Monalog Artist Invterview – David Haas

View the complete Monalog show online or in person at Gallery 270 through February 29, 2024

David Haas Bio

I was born in 1953 in Allentown, Pennsylvania, but grew up in rural southwestern Lehigh County. I discovered photography while attending summer camp in the 1960’s. A camera for Christmas and a darkroom in the basement of our farmhouse soon followed. I was hooked.

After four years in the US Air Force, I made my way to Boston and received a BFA in Photography from the Massachusetts College of Art in 1980. Upon graduation I began to hone my skills as a fine art black and white printer for other photographers and moved back to the Lehigh Valley in 1986 to open my own studio. In 1995 I received an MFA in Photography from the University of Delaware and began teaching at Muhlenberg College as a Part Time Lecture the next year. Since then, I have also taught classes at Lafayette College, Lehigh University, and Kutztown University.

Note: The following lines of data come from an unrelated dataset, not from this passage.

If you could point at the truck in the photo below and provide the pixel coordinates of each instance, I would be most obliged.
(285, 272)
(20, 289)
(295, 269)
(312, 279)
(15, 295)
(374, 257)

In 1996 I received the first of many contracts from the National Park Service to provide large format black and white documentary photographs of our national parks and other historic sites. Contracts from private cultural resource management firms soon followed. All work can be found in the HABS-HAER collection of the Library of Congress.

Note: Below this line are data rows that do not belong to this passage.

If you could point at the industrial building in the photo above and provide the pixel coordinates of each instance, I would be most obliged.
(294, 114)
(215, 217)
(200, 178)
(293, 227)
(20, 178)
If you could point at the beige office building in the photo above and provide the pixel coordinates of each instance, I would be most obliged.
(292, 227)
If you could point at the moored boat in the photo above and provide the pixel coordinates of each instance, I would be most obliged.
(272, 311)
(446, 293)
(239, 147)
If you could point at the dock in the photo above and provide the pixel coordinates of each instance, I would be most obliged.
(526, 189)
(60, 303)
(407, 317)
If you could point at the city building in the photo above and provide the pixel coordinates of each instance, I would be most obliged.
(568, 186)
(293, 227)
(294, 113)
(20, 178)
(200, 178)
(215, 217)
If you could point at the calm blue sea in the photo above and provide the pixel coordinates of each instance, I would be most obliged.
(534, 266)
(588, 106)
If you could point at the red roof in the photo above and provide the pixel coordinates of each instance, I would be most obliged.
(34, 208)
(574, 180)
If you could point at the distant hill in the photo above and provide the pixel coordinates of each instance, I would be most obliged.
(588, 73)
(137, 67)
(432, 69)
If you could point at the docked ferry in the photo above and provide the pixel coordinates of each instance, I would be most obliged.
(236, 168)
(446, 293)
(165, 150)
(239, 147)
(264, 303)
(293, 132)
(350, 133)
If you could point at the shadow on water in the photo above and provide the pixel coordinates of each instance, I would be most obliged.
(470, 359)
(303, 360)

My personal work, which spans fifty years, can be found in the collections of the Philadelphia Museum of Art, Museum of Modern Art, George Eastman Museum, Asheville Art Museum, Allentown Art Museum, Lehigh University, Rhode Island School of Design, Mack Trucks, Hawk Mountain Sanctuary, and Capital One Bank. Many individuals enjoy them in their private collections as well.

Artist Statement

Steeped in the history and traditions of black and white photography I was educated in the virtues of using the process “straight”. I work with my cameras to record the world I move through, searching for significant moments in my time, and creating a physical trace of each experience on a sheet of film that is reproduced as a silver print. I am a documentarian. My work is autobiographic. It has evolved as I have aged and reflects a certain continuity of light and space over time and place.